Environmental Systems: Complexity and Uncertainty
A vital system, the environment is also one of the most challenging to simulate. Better predictions of environmental impacts and how to mitigate them are among society’s most pressing future needs. Meeting them is all the more challenging because environmental systems entail a complex, dynamic interplay among many
- chemical, and
- biological processes.
Moreover, their material properties are spatially heterogeneous, meaning they are unevenly distributed in various concentrations in the physical world. Reliable environmental data, particularly the sub-surface variety, is key to prediction, but it is scarce and notoriously difficult to acquire. Hence, environmental system simulations are inherently uncertain and require real-time calibration and statistical concepts to support risk assessment and decision making to make them useful for environmental engineering and society.
An Integrative, Interactive Approach
In a single integrative, transferable and efficient computational approach, we combine
- simulations under uncertainty,
- data assimilation,
- and risk assessment.
This approach provides an interactive framework for different application tasks, such as calibration, prediction, design and control under uncertainty.
As a demonstration project to illustrate the progress we have made toward interactive environmental engineering, we have developed a simulation of carbon dioxide (CO2) injection into deep geologic formations to mitigate global warming.
Assessing the potentials and risks of this technology as an interim solution requires predicting the multi-scale, multi-physical processes involved,
- quantifying uncertainties,
- designing, controlling and visualizing robust injection strategies, and
- communicating the results at the science-policy interface.

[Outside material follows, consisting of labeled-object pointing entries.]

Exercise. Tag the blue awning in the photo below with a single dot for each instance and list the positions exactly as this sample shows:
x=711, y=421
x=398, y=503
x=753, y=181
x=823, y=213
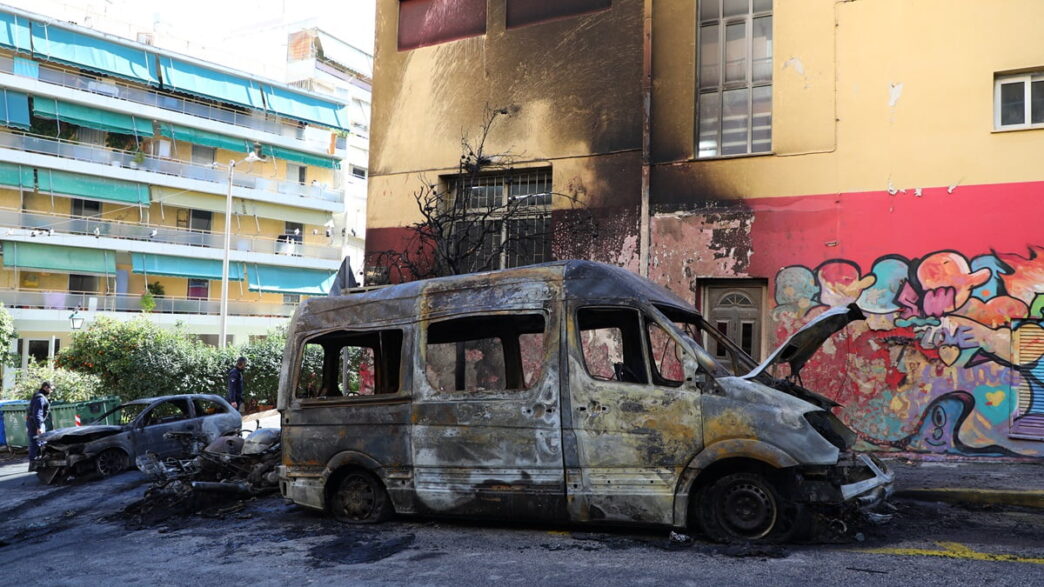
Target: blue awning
x=309, y=109
x=14, y=109
x=90, y=52
x=289, y=280
x=183, y=266
x=208, y=83
x=15, y=32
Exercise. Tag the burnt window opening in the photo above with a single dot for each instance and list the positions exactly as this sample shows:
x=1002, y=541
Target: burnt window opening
x=501, y=220
x=521, y=13
x=611, y=342
x=431, y=22
x=343, y=364
x=485, y=353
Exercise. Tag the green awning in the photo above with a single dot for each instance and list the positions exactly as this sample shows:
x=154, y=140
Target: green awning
x=205, y=138
x=16, y=175
x=92, y=187
x=183, y=266
x=302, y=107
x=57, y=258
x=211, y=84
x=14, y=109
x=299, y=157
x=91, y=117
x=289, y=280
x=91, y=52
x=15, y=32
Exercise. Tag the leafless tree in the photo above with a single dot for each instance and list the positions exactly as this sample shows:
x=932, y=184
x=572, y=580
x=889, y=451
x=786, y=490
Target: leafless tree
x=483, y=216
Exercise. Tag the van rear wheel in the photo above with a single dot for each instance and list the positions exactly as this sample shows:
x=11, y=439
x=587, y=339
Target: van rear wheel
x=746, y=508
x=359, y=498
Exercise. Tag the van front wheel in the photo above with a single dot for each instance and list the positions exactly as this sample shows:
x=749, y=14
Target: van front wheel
x=745, y=507
x=359, y=498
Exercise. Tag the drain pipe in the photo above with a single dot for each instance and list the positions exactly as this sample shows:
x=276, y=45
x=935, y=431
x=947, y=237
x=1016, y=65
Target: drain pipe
x=643, y=227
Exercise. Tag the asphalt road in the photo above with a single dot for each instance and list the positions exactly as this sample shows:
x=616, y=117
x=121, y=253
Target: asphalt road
x=80, y=534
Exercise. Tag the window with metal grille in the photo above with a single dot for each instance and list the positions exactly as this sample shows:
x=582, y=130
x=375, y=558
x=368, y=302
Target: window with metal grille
x=735, y=77
x=507, y=220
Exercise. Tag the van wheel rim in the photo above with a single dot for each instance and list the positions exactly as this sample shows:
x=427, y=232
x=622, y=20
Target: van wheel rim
x=748, y=510
x=357, y=498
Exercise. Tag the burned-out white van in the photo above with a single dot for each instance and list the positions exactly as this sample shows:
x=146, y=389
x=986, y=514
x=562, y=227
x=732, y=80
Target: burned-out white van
x=569, y=391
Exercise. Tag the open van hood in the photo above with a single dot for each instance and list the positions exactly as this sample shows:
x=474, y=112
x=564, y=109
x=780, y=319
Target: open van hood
x=803, y=344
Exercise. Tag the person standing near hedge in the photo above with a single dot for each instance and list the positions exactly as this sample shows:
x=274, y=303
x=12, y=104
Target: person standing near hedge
x=236, y=384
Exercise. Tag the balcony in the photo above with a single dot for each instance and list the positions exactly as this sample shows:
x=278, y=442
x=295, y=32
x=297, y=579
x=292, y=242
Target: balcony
x=123, y=91
x=132, y=303
x=212, y=173
x=62, y=224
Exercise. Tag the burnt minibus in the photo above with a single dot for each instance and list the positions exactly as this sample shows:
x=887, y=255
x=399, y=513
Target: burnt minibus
x=568, y=392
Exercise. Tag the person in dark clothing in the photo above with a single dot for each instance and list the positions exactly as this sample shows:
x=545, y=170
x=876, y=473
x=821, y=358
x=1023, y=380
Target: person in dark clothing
x=36, y=416
x=236, y=384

Read more below about the four key elements that make up our vision for developing interactive environmental engineering:
A highly complex challenge
Carbon capture and storage (CCS) has been proposed as an interim technology for reducing CO2 emissions. The storage and subsurface flow of CO2 after injection is governed by complex and non-linear multi-physics and multi-scale laws:
- unstable multiphase flow
- phase transitions (fluid-gas-super-critical)
- dissolution into water
- rock deformation
- temperature effects
CCS requires highly-developed simulation tools
- efficient and adaptive discretization schemes and
- numerical algorithms for multi-physical and multi-scale processes.
The resulting codes are scalable to future high-performance computing architectures and equipped with total error control for accurate yet robust simulation.

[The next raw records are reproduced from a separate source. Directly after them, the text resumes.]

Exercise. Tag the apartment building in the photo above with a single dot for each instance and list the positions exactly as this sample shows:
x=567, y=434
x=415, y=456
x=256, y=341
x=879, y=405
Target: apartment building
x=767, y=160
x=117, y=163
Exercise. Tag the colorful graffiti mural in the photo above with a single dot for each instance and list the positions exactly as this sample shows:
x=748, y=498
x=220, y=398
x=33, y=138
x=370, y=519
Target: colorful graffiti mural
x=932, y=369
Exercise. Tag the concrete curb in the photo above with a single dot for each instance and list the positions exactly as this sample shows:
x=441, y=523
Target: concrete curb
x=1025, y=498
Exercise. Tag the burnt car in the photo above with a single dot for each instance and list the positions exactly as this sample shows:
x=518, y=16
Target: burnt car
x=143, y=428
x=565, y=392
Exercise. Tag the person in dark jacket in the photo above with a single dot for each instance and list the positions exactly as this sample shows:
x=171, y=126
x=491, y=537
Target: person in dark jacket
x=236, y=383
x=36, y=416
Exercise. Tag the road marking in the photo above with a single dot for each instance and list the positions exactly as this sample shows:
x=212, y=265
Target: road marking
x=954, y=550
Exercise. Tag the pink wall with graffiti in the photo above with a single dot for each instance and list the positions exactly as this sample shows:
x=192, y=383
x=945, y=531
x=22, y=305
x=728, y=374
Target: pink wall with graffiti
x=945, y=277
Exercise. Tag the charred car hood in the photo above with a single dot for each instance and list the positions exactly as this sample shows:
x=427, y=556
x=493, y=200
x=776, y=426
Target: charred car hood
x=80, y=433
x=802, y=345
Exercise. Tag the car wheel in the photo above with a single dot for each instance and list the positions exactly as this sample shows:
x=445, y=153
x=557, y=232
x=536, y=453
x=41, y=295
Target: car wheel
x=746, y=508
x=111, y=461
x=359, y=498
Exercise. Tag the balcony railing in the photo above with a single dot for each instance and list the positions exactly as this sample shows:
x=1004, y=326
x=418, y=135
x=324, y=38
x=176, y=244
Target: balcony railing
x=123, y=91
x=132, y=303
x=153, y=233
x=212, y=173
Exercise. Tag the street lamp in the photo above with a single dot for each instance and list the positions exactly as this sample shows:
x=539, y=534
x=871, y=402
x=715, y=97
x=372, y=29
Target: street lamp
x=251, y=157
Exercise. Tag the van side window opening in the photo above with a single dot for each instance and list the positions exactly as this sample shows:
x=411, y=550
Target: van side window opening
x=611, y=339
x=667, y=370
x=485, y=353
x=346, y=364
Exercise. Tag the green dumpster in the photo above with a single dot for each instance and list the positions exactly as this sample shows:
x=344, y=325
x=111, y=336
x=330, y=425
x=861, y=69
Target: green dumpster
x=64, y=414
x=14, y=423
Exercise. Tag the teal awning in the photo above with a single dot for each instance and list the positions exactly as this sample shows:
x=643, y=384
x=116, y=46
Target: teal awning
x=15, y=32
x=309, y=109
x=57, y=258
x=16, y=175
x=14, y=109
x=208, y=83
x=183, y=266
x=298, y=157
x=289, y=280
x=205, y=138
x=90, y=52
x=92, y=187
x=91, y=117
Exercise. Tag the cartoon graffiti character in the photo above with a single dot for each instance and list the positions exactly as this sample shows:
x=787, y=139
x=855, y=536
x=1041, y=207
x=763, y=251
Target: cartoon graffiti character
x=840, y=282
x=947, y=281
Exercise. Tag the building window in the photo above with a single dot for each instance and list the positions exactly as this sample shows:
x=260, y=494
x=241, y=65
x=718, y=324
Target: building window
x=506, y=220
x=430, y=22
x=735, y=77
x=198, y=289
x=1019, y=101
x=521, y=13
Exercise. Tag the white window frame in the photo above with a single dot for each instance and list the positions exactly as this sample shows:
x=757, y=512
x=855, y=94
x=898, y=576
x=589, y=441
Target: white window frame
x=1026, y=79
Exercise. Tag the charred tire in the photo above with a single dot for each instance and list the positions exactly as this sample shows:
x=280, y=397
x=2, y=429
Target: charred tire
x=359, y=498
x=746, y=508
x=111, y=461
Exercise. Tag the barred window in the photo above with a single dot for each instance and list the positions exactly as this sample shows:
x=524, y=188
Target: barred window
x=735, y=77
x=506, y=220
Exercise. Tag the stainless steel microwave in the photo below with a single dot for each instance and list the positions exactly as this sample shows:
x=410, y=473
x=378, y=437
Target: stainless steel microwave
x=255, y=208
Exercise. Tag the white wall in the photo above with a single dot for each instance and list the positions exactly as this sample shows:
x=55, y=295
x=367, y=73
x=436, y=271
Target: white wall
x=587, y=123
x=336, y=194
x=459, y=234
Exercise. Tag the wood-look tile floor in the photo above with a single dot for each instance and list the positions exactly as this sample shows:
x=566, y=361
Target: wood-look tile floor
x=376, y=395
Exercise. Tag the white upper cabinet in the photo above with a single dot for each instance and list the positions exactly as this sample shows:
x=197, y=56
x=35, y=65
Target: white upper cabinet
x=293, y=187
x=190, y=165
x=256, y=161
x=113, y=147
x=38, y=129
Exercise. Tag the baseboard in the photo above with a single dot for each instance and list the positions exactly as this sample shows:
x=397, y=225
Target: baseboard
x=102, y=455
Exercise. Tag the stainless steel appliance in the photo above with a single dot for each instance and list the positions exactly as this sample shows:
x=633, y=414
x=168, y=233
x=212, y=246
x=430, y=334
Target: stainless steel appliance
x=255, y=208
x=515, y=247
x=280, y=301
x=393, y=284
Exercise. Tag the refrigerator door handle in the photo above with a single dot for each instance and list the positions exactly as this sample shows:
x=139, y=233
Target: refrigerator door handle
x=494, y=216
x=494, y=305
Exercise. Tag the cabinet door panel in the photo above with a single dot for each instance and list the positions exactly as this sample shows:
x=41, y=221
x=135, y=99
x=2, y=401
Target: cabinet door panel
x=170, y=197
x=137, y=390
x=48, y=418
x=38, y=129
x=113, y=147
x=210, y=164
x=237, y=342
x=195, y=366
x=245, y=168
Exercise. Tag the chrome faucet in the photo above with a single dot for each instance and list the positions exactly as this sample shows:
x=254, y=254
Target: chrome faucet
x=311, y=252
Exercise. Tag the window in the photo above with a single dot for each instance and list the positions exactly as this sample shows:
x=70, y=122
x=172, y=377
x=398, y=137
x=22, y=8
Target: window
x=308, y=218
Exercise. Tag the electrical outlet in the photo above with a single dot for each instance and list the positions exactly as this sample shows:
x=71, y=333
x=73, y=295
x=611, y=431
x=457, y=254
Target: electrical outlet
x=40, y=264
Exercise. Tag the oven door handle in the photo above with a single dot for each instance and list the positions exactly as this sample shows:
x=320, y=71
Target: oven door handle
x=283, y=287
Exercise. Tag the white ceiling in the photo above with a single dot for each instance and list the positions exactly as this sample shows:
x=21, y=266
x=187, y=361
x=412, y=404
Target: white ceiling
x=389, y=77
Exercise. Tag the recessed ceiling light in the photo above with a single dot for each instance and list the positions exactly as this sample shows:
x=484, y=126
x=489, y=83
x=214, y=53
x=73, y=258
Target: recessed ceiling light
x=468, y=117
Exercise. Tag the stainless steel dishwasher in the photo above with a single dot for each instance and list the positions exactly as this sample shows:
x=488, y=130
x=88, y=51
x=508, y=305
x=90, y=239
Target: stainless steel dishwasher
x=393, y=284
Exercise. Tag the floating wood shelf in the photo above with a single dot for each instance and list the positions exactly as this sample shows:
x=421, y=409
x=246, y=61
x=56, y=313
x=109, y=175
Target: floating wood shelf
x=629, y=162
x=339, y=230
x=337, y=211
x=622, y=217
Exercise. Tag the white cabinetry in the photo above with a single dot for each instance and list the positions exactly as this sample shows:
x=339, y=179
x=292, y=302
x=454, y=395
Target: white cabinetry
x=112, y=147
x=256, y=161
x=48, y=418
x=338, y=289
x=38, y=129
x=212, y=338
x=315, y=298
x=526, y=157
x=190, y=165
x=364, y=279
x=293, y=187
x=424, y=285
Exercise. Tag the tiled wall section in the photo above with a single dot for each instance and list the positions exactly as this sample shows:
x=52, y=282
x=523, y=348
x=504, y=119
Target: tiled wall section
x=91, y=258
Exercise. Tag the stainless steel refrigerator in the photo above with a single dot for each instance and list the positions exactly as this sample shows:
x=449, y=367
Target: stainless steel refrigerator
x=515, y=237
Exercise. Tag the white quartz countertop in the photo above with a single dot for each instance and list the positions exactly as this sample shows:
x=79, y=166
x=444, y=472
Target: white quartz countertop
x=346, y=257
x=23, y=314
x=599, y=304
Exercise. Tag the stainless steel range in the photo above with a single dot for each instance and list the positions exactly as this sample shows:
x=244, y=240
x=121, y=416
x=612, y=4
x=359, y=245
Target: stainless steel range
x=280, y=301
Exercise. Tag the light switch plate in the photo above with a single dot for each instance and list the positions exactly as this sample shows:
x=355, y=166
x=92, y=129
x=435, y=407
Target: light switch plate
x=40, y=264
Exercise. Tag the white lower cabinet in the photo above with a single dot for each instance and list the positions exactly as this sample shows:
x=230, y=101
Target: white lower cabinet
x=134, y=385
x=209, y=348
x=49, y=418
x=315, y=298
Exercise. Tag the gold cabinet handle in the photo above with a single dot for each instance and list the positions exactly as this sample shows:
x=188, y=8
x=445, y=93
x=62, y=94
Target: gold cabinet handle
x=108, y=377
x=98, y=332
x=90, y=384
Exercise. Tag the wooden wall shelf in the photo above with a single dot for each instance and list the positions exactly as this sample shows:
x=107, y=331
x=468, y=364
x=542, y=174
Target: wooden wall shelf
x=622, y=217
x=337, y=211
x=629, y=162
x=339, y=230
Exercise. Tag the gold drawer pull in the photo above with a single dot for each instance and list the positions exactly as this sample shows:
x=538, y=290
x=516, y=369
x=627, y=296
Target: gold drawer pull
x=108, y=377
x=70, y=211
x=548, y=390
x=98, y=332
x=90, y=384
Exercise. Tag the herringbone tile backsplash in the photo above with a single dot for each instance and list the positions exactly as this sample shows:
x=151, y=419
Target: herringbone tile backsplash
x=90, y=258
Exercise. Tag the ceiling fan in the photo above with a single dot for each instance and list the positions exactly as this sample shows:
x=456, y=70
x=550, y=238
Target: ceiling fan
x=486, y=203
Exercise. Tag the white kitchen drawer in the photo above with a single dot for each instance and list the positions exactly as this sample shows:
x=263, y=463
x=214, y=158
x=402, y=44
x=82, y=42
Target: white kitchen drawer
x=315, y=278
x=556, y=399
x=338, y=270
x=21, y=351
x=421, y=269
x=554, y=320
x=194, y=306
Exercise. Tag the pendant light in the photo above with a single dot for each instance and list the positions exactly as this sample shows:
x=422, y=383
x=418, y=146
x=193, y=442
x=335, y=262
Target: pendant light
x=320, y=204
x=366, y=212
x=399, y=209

Blind perfection carries a high price
Current numerical simulation models for the multi-phase flow and transport processes are not up to the demands of repeated simulations required for uncertainty quantification, optimization, control and risk assessment. Even a single simulation run may require parallel high-performance computing. Reduced models can drastically speed up
- control, and
- risk analysis.
Despite this reduction, they retain all relevant aspects of the original model with only a small, controlled error.
Response surface approach
We compress the reaction of complex simulations to parameter changes into a simple, yet smart polynomial response surface using so-called arbitrary polynomial chaos expansion. All repetitive follow-up tasks evaluate the response surface in the blink of an eye.
Inconsiderate confidence in simulation is dangerous
To assess the potential of CCS as interim solution to global warming, ideally, we should know all possible reactions of the environment to CCS. Uncertain parameter values can change simulation outcomes by factors of 10, 100 or more. Therefore, our ability to quantify its uncertainties and risks play a key role and may even be more important than detailed numerical perfection of simulation codes.
Knowing the unknown
Our reduced models allow applying accurate and holistic methods for uncertainty quantification and using them in probabilistic risk assessment. This way, we can predict the likely extent of the benefits and harms we inflict on the environment and then make them inputs to decision making.
Even hightech can fail
CCS should be implemented in a manner that confines even improbable dangers below acceptable risk thresholds. For example, one could choose the injection rate and depth to avoid geomechanical cracking at a 99% safety level. The probability of failure and negative impacts will depend on the interplay between
- controllable engineering aspects and
- the system’s uncertainty aspects.
Optimizing with rational safety margins
Robust design directly impacts uncertainties and failure probabilities. It is a way of minimizing operating risks. Our proposed integrative approach simply builds design variables into the response surface. This assures optimization while guaranteeing that known risks remain below a level designated as acceptable. Our optimized monitoring strategies help to identify and reduce residual risks.
Research on CCS is inseparable from these social dimensions:
- consumer behaviour and population growth
- technological development and economic/ ecological aspects
- sustainability and risk acceptance
- opinion making and legislation
Without adequate visualization and communication, simulation results, because they can be misinterpreted in dangerous fashion, can easily become counterproductive if they become political footballs.
Bridge to decision makers
Simulations should not be understood as “truth-generating machines.” Decision makers are prone to underestimating the role of uncertainties in environmental simulations. Hence, SimTech studies the process of communicating simulations to policy makers.
Our visualization methods facilitate exploring possible CCS scenarios graphically and interactively to include their environmental impacts and uncertainties.